What this means for expat households
For newcomers and established residents, the DECO basket is arguably the most useful single number for budgeting weekly groceries in Portugal. At EUR 259.52, a household sticking to staples is looking at roughly EUR 1,120 a month on groceries alone — before meat and fish beyond the basket's core sample, household goods, or eating out.
A few practical implications worth flagging:
- Discount chains matter more now. Lidl, Mercadona and Minipreço consistently price essentials 10 to 15 per cent below the larger supermarket chains sampled in the full basket. For expats used to shopping at Pingo Doce or Continente, switching even two or three categories (staples like rice, pasta, cooking oil) to a discounter makes a meaningful dent.
- Fresh vegetables are the volatile line. With brassicas up 47 to 49 per cent year on year, households used to cooking from fresh produce are feeling the pinch much harder than those who lean on pasta, rice, or frozen veg. The frozen-vegetable aisle has quietly become a rational substitute rather than a last resort.
- Fish is no longer the cheap protein. At EUR 6.30 a kilo, carapau — historically the working-class backbone of Portuguese fish consumption — has moved into the same price bracket as cheaper chicken cuts. Sardinhas are still widely available below EUR 4 a kilo when fresh in season.
- Watch for the Middle East knock-on. Deco's analysts attribute the current streak of increases specifically to energy costs, not to drought or harvest shortfalls. If the Hormuz situation eases, prices could stabilise within weeks; if it escalates, further records are likely before the summer.
The wider context: inflation is not quite gone
The DECO data feeds into a broader picture that Portugal's official statistics have been slower to capture. INE reported food and non-alcoholic beverage inflation running at 2.1 per cent year on year in March — well below the DECO-basket figure of 9.56 per cent, but the two measures are constructed very differently. INE weights thousands of items across the whole CPI; Deco tracks a fixed, narrow list of staples, and it is the narrow list that tends to hit lower-income and newer-resident households hardest.

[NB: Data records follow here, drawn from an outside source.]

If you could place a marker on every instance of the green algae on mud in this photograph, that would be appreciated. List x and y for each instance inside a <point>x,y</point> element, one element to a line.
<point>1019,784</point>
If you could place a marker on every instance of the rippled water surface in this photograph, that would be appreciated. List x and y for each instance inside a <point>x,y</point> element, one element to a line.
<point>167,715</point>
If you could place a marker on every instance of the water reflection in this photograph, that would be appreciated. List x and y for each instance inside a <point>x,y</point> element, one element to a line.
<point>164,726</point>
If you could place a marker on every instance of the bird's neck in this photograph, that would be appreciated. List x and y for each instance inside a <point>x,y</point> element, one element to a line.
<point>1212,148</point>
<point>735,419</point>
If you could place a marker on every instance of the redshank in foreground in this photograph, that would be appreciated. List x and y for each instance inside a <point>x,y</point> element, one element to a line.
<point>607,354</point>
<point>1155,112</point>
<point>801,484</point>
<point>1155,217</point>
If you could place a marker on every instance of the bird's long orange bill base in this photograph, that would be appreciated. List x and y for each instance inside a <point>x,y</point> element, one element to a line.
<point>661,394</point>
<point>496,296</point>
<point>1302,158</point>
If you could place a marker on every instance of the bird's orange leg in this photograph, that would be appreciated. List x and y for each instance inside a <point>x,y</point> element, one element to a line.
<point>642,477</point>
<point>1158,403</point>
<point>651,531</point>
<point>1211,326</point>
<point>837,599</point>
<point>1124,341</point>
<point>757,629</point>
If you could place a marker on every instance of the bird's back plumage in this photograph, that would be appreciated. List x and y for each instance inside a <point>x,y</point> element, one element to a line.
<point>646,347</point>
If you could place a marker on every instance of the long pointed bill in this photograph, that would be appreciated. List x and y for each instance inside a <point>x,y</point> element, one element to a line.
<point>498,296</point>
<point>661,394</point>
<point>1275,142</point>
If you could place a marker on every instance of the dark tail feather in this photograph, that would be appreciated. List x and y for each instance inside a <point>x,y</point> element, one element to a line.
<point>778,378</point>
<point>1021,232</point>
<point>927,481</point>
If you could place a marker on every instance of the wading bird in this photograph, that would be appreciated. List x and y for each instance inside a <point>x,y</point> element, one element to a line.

On the policy side, the government's response so far has been indirect: the EUR 40 million freight support package approved on Wednesday aims to keep the cost of moving goods across Portugal from spiking further, while the EUR 600 million credit line for energy-intensive industry is meant to prevent factories, including food processors, from raising wholesale prices. Neither measure puts money directly into household baskets.
Portuguese Minister of Economy Pedro Reis told reporters this week that the government was monitoring the food basket "very closely" but ruled out reintroducing the IVA zero scheme — the temporary VAT exemption on 46 essential foods that ran from April 2023 to early 2025 — arguing that it distorted prices without producing lasting relief. Consumer associations, unsurprisingly, disagree. Deco has called for the measure to return, at least for fresh produce and bread.
Next Tuesday's reading will be a useful signal: if prices break through EUR 260 for the first time, expect renewed political pressure on both the government and the supermarket chains.